Keywords: glycoxidation, lipoxidation, methionine sulfoxide, oxidation, oxidative stress
Introduction
Chemical modification of proteins by carbohydrates and lipids affects the structure, function and turnover of proteins and contributes to the deterioration of biological systems during aging and disease [1]. Maillard or browning reactions are among the major nonenzymatic pathways contributing to protein damage, and autoxidation of sugars and lipids during these reactions enhances the chemical modification of proteins by reactive oxygen species (ROS). In addition to direct oxidative damage by ROS, reactive carbonyl intermediates in glycoxidation and lipoxidation reactions also react with protein, forming advanced glycoxidation and advanced lipoxidation end-products (AGE/ALEs) and producing a wide range of chemical modifications and crosslinking of proteins in diabetes and aging [2]. Hyperlipidemia and dyslipidemia are common features of both metabolic syndrome and diabetes [3, 4], however the relative importance of carbohydrate versus lipid as a source of chemical damage to proteins in vivo is controversial [2]. Indeed, many of the most prominent chemical modifications, such as Nε-(carboxymethyl)lysine, Nε-(carboxyethyl)lysine and methylglyoxal hydroimidazolone derivatives of arginine [5] may be formed from both carbohydrates and lipids [2].
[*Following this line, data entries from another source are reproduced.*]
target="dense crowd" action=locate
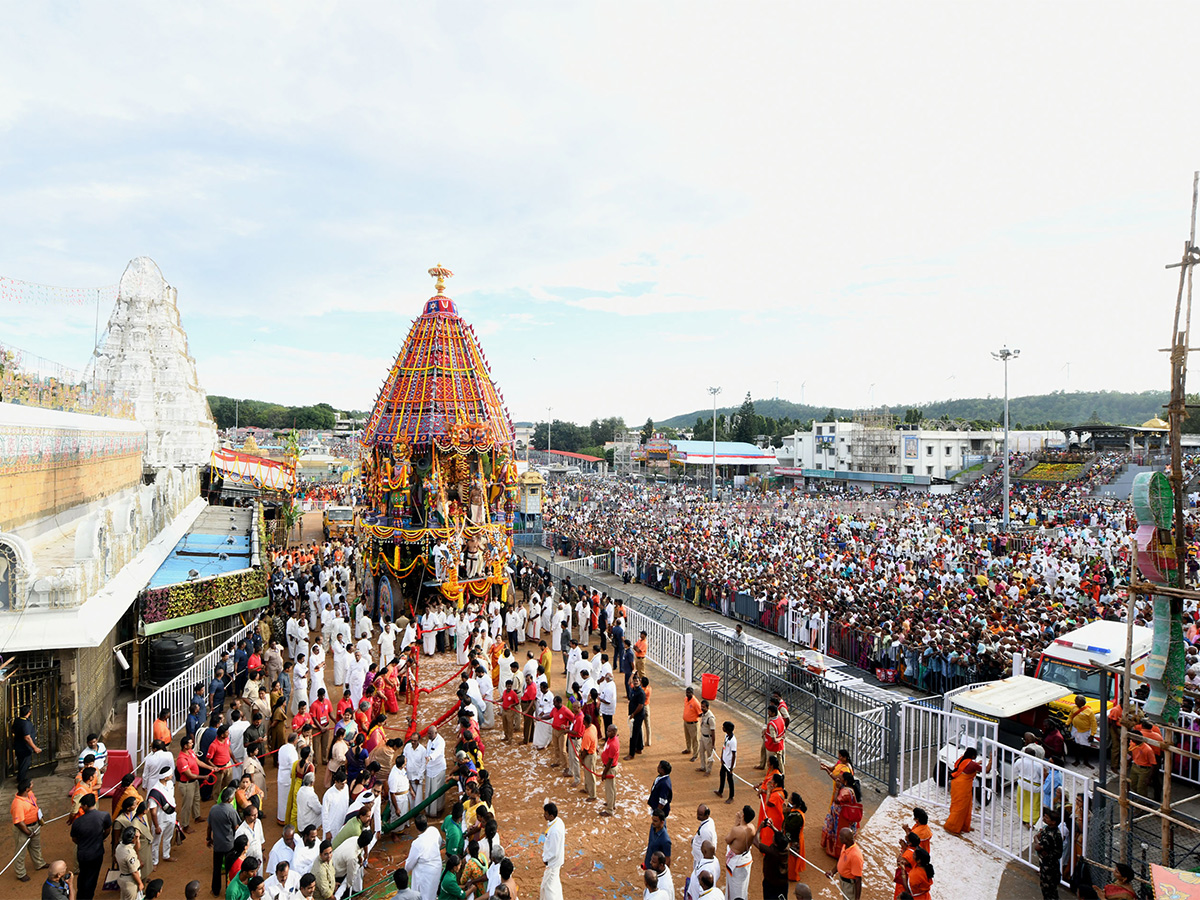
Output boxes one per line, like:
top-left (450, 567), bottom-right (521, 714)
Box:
top-left (544, 472), bottom-right (1171, 690)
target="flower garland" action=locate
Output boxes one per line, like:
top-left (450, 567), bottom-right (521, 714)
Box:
top-left (138, 569), bottom-right (266, 624)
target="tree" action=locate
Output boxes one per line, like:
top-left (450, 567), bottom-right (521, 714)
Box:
top-left (588, 415), bottom-right (625, 446)
top-left (733, 391), bottom-right (760, 444)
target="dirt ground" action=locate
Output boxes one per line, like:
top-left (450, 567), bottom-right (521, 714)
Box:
top-left (0, 520), bottom-right (892, 900)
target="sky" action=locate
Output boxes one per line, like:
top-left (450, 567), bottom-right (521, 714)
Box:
top-left (0, 0), bottom-right (1200, 424)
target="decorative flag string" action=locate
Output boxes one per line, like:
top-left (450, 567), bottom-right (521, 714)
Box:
top-left (0, 275), bottom-right (120, 306)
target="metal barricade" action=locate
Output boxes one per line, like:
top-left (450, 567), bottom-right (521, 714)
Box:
top-left (125, 622), bottom-right (256, 766)
top-left (976, 738), bottom-right (1093, 883)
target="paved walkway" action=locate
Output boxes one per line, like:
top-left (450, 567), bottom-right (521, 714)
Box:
top-left (517, 547), bottom-right (926, 700)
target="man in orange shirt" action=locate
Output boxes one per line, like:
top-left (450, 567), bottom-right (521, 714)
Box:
top-left (151, 709), bottom-right (172, 746)
top-left (580, 715), bottom-right (599, 803)
top-left (826, 828), bottom-right (863, 900)
top-left (683, 688), bottom-right (702, 762)
top-left (10, 781), bottom-right (47, 881)
top-left (1129, 721), bottom-right (1163, 797)
top-left (634, 631), bottom-right (648, 678)
top-left (600, 725), bottom-right (620, 816)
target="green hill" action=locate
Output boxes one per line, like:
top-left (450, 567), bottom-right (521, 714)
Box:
top-left (655, 391), bottom-right (1168, 428)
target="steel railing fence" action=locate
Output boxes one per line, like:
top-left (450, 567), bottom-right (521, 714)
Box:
top-left (520, 538), bottom-right (899, 792)
top-left (125, 622), bottom-right (256, 766)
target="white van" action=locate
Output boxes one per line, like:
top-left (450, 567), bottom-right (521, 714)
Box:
top-left (937, 676), bottom-right (1062, 784)
top-left (1037, 622), bottom-right (1154, 715)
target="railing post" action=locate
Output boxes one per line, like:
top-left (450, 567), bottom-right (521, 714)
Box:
top-left (683, 631), bottom-right (691, 685)
top-left (125, 700), bottom-right (139, 769)
top-left (812, 694), bottom-right (821, 756)
top-left (884, 701), bottom-right (904, 797)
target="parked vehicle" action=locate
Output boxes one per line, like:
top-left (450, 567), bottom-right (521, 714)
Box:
top-left (323, 506), bottom-right (354, 540)
top-left (1037, 622), bottom-right (1154, 718)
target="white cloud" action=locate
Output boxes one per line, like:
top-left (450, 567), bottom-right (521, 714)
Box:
top-left (0, 2), bottom-right (1200, 421)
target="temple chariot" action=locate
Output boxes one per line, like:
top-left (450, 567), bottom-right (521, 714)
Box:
top-left (359, 265), bottom-right (518, 618)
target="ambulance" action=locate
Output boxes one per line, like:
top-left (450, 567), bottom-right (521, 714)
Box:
top-left (1036, 622), bottom-right (1154, 716)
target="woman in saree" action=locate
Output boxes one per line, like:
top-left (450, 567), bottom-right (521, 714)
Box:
top-left (332, 631), bottom-right (349, 688)
top-left (821, 772), bottom-right (863, 859)
top-left (288, 746), bottom-right (314, 828)
top-left (365, 713), bottom-right (388, 756)
top-left (908, 847), bottom-right (934, 900)
top-left (487, 641), bottom-right (508, 690)
top-left (784, 791), bottom-right (809, 881)
top-left (892, 832), bottom-right (920, 900)
top-left (758, 772), bottom-right (787, 846)
top-left (942, 746), bottom-right (991, 834)
top-left (821, 750), bottom-right (854, 804)
top-left (376, 659), bottom-right (400, 715)
top-left (1104, 863), bottom-right (1138, 900)
top-left (325, 728), bottom-right (350, 791)
top-left (268, 690), bottom-right (288, 768)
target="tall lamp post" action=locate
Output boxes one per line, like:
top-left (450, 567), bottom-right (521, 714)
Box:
top-left (708, 388), bottom-right (721, 502)
top-left (991, 347), bottom-right (1021, 534)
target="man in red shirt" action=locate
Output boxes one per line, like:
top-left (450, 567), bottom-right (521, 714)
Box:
top-left (151, 709), bottom-right (172, 746)
top-left (755, 703), bottom-right (787, 769)
top-left (308, 688), bottom-right (334, 766)
top-left (580, 715), bottom-right (599, 803)
top-left (208, 725), bottom-right (233, 797)
top-left (500, 678), bottom-right (521, 742)
top-left (565, 708), bottom-right (583, 787)
top-left (521, 678), bottom-right (538, 744)
top-left (550, 697), bottom-right (575, 766)
top-left (175, 734), bottom-right (212, 834)
top-left (292, 700), bottom-right (312, 734)
top-left (682, 688), bottom-right (703, 762)
top-left (600, 725), bottom-right (620, 816)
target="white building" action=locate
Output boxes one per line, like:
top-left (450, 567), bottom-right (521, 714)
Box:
top-left (775, 421), bottom-right (1063, 490)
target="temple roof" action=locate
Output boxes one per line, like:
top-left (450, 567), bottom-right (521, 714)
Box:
top-left (362, 265), bottom-right (512, 450)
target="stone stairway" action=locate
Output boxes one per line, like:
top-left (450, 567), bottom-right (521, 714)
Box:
top-left (1092, 464), bottom-right (1157, 500)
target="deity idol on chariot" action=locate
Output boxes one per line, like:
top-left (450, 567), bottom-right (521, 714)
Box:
top-left (359, 265), bottom-right (517, 619)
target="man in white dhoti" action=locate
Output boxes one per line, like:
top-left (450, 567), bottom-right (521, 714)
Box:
top-left (379, 616), bottom-right (400, 665)
top-left (538, 803), bottom-right (566, 900)
top-left (404, 731), bottom-right (428, 809)
top-left (346, 648), bottom-right (370, 709)
top-left (388, 754), bottom-right (409, 834)
top-left (404, 815), bottom-right (444, 900)
top-left (725, 806), bottom-right (756, 898)
top-left (400, 622), bottom-right (416, 650)
top-left (425, 726), bottom-right (446, 816)
top-left (320, 602), bottom-right (337, 647)
top-left (533, 682), bottom-right (554, 750)
top-left (296, 772), bottom-right (325, 832)
top-left (331, 634), bottom-right (350, 688)
top-left (421, 607), bottom-right (438, 656)
top-left (455, 614), bottom-right (472, 666)
top-left (320, 769), bottom-right (350, 840)
top-left (275, 733), bottom-right (300, 824)
top-left (308, 642), bottom-right (325, 708)
top-left (288, 653), bottom-right (308, 715)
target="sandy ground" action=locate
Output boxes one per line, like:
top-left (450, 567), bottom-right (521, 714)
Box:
top-left (0, 514), bottom-right (912, 900)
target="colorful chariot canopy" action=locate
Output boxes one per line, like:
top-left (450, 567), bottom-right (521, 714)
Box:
top-left (362, 264), bottom-right (514, 451)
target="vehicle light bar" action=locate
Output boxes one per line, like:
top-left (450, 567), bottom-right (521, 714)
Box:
top-left (1055, 637), bottom-right (1112, 656)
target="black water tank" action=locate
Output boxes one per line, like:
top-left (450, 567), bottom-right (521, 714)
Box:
top-left (146, 631), bottom-right (196, 684)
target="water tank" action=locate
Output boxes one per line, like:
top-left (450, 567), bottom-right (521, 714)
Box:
top-left (146, 631), bottom-right (196, 684)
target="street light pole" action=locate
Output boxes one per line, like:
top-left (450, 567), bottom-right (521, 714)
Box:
top-left (991, 347), bottom-right (1021, 534)
top-left (708, 388), bottom-right (721, 502)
In previous work we have observed the rapid oxidation of methionine during glycoxidation and lipoxidation reactions, and in the present work we set out to determine whether the methionine sulfoxide (MetSO) content of a protein would be useful as a more general and sensitive indicator, compared to AGE/ALEs, of overall exposure of a protein to oxidative, glycoxidative and lipoxidative damage. We also investigated the sites of methionine oxidation in protein to determine whether analysis of the site specificity of methionine oxidation would provide an indication of the source of the oxidative damage, i.e. carbohydrate or lipid. We describe here the development of an LC/MS/MS for quantification of methionine oxidation at specific sites in the model protein ribonuclease (RNase) during glycoxidation or lipoxidation by glucose or arachidonate, respectively. Control, glycoxidized and lipoxidized RNase were digested with trypsin and analyzed by reversed phase HPLC, electrospray ionization triple quadrupole mass spectrometry (ESI+-LC/MS/MS). As shown below, compared to AGE/ALEs, methionine sulfoxide was a more sensitive biomarker of glycoxidative and lipoxidative damage to protein, but, regardless of oxidizable substrate, the relative rate of oxidation of methionine residues in RNase was Met29 > Met30 > Met13, with Met79 being resistant to oxidation. In addition, at similar concentrations of glucose and arachidonate, the yield of MetSO was much greater from arachidonate, emphasizing the importance of lipids, compared to carbohydrates, as a source of oxidative damage to proteins in vivo. The methods developed in this study should find general applicability for assessing overall exposure of specific proteins to oxidative stress in aging and disease.
Materials and Methods
Materials
Arachidonic acid, chloramine-T, cyanogen bromide (CNBr), diethylenetriamine-pentaacetic acid (DTPA), dithiothreitol (DTT), D-(+)-glucose (ACS grade), 3-(N-morpholino)-propanesulfonic acid (MOPS), ribonuclease A (RNase type II-A), trypsin (sequencing grade), urea (Ultra Grade), and 4-vinylpyridine were purchased from Sigma-Aldrich Chemical Company (St. Louis, MO). Acetonitrile (HPLC grade), methanol (ACS Grade), trifluoroacetic acid (TFA; biochemical grade), and N,O-trifluoroacetic anhydride were purchased from Acros Chemicals (Atlanta, GA)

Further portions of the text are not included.